Discovers all *.yaml files in tests/workflows/ (or --tests-dir)
For each file, parses the TestCase schema
Looks up the named workflow in workflows/
Runs WorkflowTestRunner — the real workflow engine with stub injection enabled
Collects a full step trace (before/after context snapshots per step)
If TUVL_TEST_JUDGE is set, sends each step trace + evaluation instruction to the judge model and prints a pass/fail verdict
Exits with code 0 if all evaluations passed, 1 if any failed

Terminal output¶

━━━━━━━━━━━━━  tuvl test  ━━━━━━━━━━━━━
  test_screen_candidate_pass
  test_screen_candidate_reject

 Running tests…
  test_screen_candidate_pass
  ✔  compute_score: score is 70.0, which is ≥ 60 as required.
  ✔  respond: all required fields present with correct values.

  test_screen_candidate_reject
  ✔  mark_rejected: status=rejected, score=0 as expected.
  ✔  respond_reject: rejection response fields correct.

━━━━━━━━━━━━━━━━━━━━━━━━━━━━━━━━━━━━━
  4 / 4 passed

Environment Variables¶

Variable	Description
`TUVL_TEST_JUDGE`	litellm model string used as the default judge (priority 2 of 3).
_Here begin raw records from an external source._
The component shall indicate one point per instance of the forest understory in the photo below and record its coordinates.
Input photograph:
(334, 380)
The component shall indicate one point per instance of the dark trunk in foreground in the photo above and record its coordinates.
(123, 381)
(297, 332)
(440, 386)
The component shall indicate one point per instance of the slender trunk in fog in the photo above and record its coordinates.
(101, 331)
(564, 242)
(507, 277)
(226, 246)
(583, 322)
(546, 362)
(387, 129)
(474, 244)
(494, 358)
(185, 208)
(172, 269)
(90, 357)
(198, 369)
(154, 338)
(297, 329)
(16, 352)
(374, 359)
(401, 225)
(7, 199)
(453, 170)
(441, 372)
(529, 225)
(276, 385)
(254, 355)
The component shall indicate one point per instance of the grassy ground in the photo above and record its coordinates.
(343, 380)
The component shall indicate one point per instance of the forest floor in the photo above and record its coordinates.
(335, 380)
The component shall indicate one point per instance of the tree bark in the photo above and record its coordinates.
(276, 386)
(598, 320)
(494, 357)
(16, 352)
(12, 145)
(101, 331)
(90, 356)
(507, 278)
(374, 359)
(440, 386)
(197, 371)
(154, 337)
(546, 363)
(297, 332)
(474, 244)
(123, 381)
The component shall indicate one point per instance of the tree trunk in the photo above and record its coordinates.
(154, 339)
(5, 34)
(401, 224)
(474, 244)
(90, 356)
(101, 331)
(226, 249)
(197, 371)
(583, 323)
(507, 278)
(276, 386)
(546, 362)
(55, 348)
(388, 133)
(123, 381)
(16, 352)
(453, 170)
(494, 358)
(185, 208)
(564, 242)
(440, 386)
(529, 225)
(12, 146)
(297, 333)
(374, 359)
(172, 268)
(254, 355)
Example: `openai/gpt-4o`. If not set and no persisted config exists, evaluations that don't specify `judge_model` are skipped.

Persistent config

Use the Dev UI (Settings → Testing → LLM Judge) to persist a default judge model to .tuvl/testing.yaml without needing an environment variable. The env var always overrides the persisted config at runtime.

Writing Effective Test Instructions¶

The judge model reads the full before/after context snapshot alongside your instruction. These patterns work well:

# ✅ Reference specific context keys and expected values
instruction: >
  The score field must be between 60 and 100.
  The recommendation must be "proceed".

# ✅ Describe transformations
instruction: >
  The status field must have changed from "new" to "screened".

# ✅ Assert on structure
instruction: >
  saved_candidate must be a dict with keys: id, name, email, status, score.

# ❌ Too vague — the judge cannot verify this reliably
instruction: The output should be reasonable.

Running in CI¶

.github/workflows/test.yml

- name: Run tuvl workflow tests
  env:
    TUVL_TEST_JUDGE: gpt-4o
    OPENAI_API_KEY: ${{ secrets.OPENAI_API_KEY }}
  run: |
    uv run tuvl test --project-dir .

If TUVL_TEST_JUDGE is not set, tuvl test still runs the deterministic layer (stub execution + routing checks) and exits 0 on success. This is safe to run in CI without any LLM credentials.